婿選び
『詩語法』(スノリ)第3章 アース神たちが、巨人の娘スカジに「われわれの足だけを見て、その中から夫を選べ」と言う。スカジはいちばん美しい足に目をとめ、それを光の神バルドルと思って、その持ち主を夫に選ぶ。ところがそれは海の神ニョルズの足であった。
『露団々(つゆだんだん)』(幸田露伴) 米国の大富豪「ぶんせいむ」が、1人娘「るびな」の花婿募集の新聞広告を出す。世界中から求婚者が集まり、「ぶんせいむ」は彼らを様々に試験する。「るびな」には相思相愛の青年「しんじあ」があるが、「しんじあ」は、試験に勝ち抜いての結婚というやり方を嫌い、求婚競争に加わらない。実は「ぶんせいむ」は、「しんじあ」の心を試そうとして婿選びの広告を出したのであり、結局「ぶんせいむ」は、「るびな」を「しんじあ」と結婚させることになった。
『殿集め』(落語) 某大家(たいけ)の妙齢の娘が清水の舞台から飛び降りるというので、大勢が見物に来る。しかし娘は舞台上から人々を見回しただけで、飛び降りずに帰ってしまい、皆不思議がる。娘は供の者に「あれだけ殿御を集めても、良い男はないものじゃなあ」と言う。
『マハーバーラタ』第3巻「森の巻」 ダマヤンティ姫の婿選びの儀式に、神々がナラ王そっくりに変身して現れ、瓜二つの5人の中から、姫は本物のナラ王を見出さねばならない。姫は、ナラ王への一途な愛を神々に訴えかけ、心を動かされた神々が本来の姿に戻ったので、姫はナラ王の首に花輪をかける。
★2.婿にしたい男に毬を投げる。
『西遊記』百回本第9回 陳光蕋(こうずい)は科挙の試験に合格し、帝から「状元」の称号を賜って、長安の街を3日間練り歩く。ちょうど、宰相の1人娘温嬌が婿選びのため、刺繍をした毬を楼上から道行く人に投げる折であり、温嬌は陳光蕋を一目見て、彼に向け毬を投げ下ろす。2人は結婚し、玄奘が生まれる。
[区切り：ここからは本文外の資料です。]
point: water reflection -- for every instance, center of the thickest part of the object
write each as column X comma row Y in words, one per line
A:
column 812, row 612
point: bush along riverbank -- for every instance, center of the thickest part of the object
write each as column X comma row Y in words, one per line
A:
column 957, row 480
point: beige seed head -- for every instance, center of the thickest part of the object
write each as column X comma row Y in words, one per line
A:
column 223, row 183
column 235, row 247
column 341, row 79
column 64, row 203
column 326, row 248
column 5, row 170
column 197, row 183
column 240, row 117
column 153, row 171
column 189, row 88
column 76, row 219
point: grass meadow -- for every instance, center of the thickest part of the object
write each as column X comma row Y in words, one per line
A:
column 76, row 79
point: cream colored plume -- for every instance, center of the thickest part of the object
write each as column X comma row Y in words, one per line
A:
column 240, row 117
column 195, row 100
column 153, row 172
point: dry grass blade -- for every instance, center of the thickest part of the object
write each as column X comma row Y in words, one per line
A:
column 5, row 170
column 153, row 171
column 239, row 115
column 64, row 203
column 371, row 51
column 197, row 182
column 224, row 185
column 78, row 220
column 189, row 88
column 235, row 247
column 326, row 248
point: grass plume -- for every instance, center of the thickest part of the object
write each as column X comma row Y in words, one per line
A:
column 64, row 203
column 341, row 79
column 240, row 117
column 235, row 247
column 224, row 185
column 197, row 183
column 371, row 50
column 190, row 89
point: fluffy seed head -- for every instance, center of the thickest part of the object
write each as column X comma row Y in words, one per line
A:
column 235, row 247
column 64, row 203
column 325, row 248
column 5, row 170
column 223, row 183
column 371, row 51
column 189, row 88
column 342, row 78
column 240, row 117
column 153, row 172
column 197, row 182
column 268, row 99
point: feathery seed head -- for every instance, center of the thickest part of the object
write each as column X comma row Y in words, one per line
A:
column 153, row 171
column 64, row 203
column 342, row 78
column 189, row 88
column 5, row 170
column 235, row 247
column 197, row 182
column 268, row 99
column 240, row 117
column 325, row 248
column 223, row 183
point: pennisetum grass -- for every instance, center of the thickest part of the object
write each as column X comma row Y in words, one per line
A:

『西遊記』百回本第93~95回 三蔵法師(=玄奘)一行が天竺国の街に入った時、国王の公主(=娘)が婿選びの儀式を行なっているところで、公主は楼の上から刺繍をした毬を三蔵に投げつける。実は公主の正体は妖精で、三蔵を夫として彼の元陽真気を奪い、太乙上仙になろうとしたのだった。しかし孫悟空がこれを見破り、妖精を退治した。
★3.心ひかれる美男に果物を投げるのは、婿選びの変形であろう。
『蒙求』44「岳湛連璧」 晋の潘岳(=安仁)はたいへんな美男だった。若い頃、洛陽の道を行くと、出会う女性たちが手をつないで彼を取り巻き、果物を投げ与えた。潘岳は車を果物いっぱいにして、帰って来た〔*『唐物語』26では、「道で出会う女が恋慕のあまり、橘の枝を折り取って投げつけた。女たちが皆そうしたので、橘の実が車いっぱいになった」と記す〕。
『会議は踊る』(シャレル) ウィーン会議のために訪れたロシア皇帝アレクサンドル一行の馬車に、街の娘クリステルが歓迎の花束を投げる。それが爆弾と誤認されて、現場は大騒ぎになる。クリステルは、罰として鞭で尻を25回打たれることになるが、執行直前にアレクサンドルが来て、クリステルを赦免する〔*アレクサンドルはウィーン会議出席の合間に、クリステルとのデートを楽しむ。しかし「ナポレオンが流刑地エルバ島を脱出した」との急報があり、アレクサンドルはクリステルに別れを告げて、ロシアへ帰る〕。